A veteran Foreign Service officer who is still at USAID told me this about her recent posting in USAID’s New Delhi Mission. Realizing that there are 170,000 millionaires and 117 billionaires in India, she wanted to get some of them involved as partners in development efforts nationally and further afield. (Shah has promoted and partnered with India on a triangular partnership to bring Indian innovation and leadership to Africa.) Indian colleagues at the Mission told her the rich only give to Hindu temples.
In line with Shah, she persisted in her idea to ask them to give to development—to help pay to scale up some of the amazing, Indian-born poverty-reduction solutions.

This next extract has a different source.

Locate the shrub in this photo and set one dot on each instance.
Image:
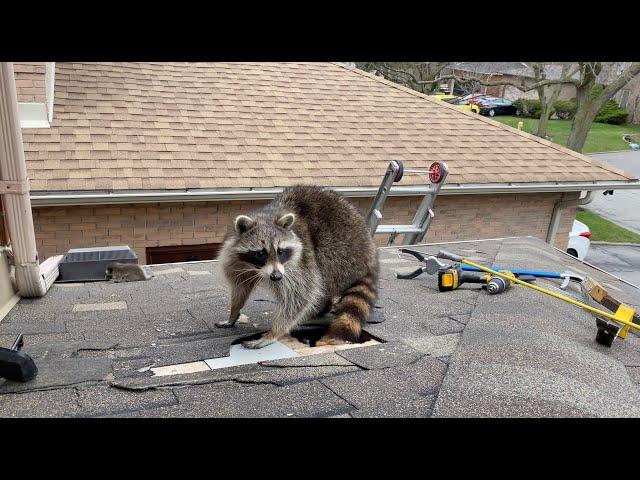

Highly loved and lauded Agency Counselor Dave Eckerson wrote this in a blog just before retiring: “The spirit of USAID Forward is in the hearts and minds of everyone in the Agency. For me, the reforms are in the rearview mirror, and they are leading us to the lane ahead. They are our new reality…and as we take up the president’s call to end extreme poverty in a generation, they will be on the horizon as well.”
I believe that a focus on “we-cannot-do-this-alone” strategic partnerships, and real scaling of development innovations, local solutions and evidence-based results—will significantly diminish or even eradicate several of the world’s toughest, clearest poverty indicators. This will be Raj Shah’s legacy.
Only time will tell. Hopefully, it will not take 50 more years.
Sean C. Carroll is Senior Director at Creative Associates International.